En effet, pour participer efficacement a l’effort mondial de protection du climat, et mettre en œuvre les engagements de la convention sur les changements climatiques, et du sommet de rio, les pays africains et les pays en développement, d’une manière générale, ont grandement besoin d’un appui international résolu en termes de technologie écologiquement rationnelle, de savoir-faire, et de capacités humaines et institutionnelles.
L’effort nécessite, en outre, des ressources financières nouvelles et additionnelles, ainsi que la réduction du fardeau de leur dette extérieure, ce qui leur permettrait de consacrer des ressources plus conséquentes a des projets de développement durable et de lutte contre la pauvreté - qui demeure le principal facteur de dégradation de l’environnement au sud de la planète - en sus de l’aide publique au développement qu’il convient, par ailleurs, de porter au niveau convenu par la communauté internationale.
Excellences,
Mesdames et Messieurs,
Nous relevons, avec plaisir, que c’est au Maroc, un pays du sud - dont il a, par ailleurs, toujours défendu les justes causes - que le dossier de la protection de l’environnement, ouvert au cœur de l’Europe du nord, en Scandinavie, il y a trois décennies, trouve finalement son aboutissement, confirmant ainsi que s’il est une question, en forme d’inquiétude collective, qui fait de nous des citoyens solidaires d’une même terre, d’une même humanité, au-delà les drames et les dérives du moment, c’est bien celle de protection de notre environnement dont les atouts ou les fragilités, ne connaissent ni le nord ni le sud et ne s’arrêtent a aucune frontière.
C’est par conséquent d’une nouvelle approche de l’écologie que le monde a besoin, une approche fondée sur la concertation et la recherche de solutions de compromis entre toutes les parties prenantes, une approche qui fasse prévaloir la déclaration de rio selon laquelle la souveraineté de l’état s’arrête des lors qu’elle porte « atteinte a l’environnement d’autres états ou aux zones situées au-delà des limites de sa juridiction nationale ». Une approche qui tienne compte des intérêts stratégiques nationaux légitimes de tous les pays, garantissant l’équité et la transparence à même de nous inciter, chacun à son niveau, à faire des concessions pour gérer la planète en tant que patrimoine commun de l’humanité.
En ces temps troubles, en ces temps de doute, d’interrogations, mais aussi de mobilisation et de prise de conscience de la communauté des destins, j’implore le tout-puissant pour que de votre conférence bénie émane un message d’optimisme, de sagesse, de pondération et aussi d’espoir, message dont l’humanité a tant besoin aujourd’hui.
Je vous remercie, Excellences, Mesdames et Messieurs, des efforts généreux que vous avez déployés pour assurer le succès de cette conférence, saluant votre engagement constant en faveur des justes causes de l’environnement.
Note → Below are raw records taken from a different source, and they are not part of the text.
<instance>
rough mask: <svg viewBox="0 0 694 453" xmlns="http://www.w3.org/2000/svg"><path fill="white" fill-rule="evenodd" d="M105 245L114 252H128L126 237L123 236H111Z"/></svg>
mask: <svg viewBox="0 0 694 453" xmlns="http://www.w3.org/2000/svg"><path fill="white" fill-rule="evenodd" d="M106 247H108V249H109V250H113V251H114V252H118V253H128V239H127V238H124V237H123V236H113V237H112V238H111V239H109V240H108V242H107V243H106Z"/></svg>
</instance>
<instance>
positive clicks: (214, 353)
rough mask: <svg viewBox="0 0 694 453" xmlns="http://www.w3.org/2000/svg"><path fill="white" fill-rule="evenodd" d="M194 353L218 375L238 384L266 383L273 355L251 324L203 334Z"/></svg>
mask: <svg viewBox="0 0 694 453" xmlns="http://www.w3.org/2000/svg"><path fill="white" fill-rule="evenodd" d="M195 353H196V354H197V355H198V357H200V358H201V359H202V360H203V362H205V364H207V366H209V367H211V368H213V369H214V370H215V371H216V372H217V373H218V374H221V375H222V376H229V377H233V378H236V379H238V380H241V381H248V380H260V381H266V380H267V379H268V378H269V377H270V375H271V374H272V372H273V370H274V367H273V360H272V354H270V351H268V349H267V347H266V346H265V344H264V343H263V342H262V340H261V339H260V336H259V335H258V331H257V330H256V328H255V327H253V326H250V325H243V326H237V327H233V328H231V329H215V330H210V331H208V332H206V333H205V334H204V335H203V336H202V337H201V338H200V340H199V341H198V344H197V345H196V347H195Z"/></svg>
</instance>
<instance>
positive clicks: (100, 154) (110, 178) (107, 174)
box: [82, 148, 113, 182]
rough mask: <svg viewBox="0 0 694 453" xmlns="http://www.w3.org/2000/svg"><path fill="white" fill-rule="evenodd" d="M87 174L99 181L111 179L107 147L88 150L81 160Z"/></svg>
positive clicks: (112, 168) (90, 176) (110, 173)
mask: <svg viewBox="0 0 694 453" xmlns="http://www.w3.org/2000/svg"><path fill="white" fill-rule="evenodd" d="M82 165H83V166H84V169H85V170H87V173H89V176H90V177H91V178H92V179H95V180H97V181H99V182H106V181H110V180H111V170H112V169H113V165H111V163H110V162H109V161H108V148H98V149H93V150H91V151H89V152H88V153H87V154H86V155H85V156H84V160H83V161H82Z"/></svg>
En vous souhaitant plein succès dans vos travaux, je vous adresse mes vœux de bienvenue au Maroc qui a été, de tout temps, un lieu de rencontre et de brassage fécond des civilisations et des cultures, qui s’est toujours attache, dans un esprit de modération, de tolérance et d’ouverture sur l’autre, a faire œuvre utile et constructive, tout en luttant contre l’altération de notre planète. C’est la le dessein pour lequel Dieu le tout-puissant créa l’homme et l’investit de la mission dont il fit dépositaire.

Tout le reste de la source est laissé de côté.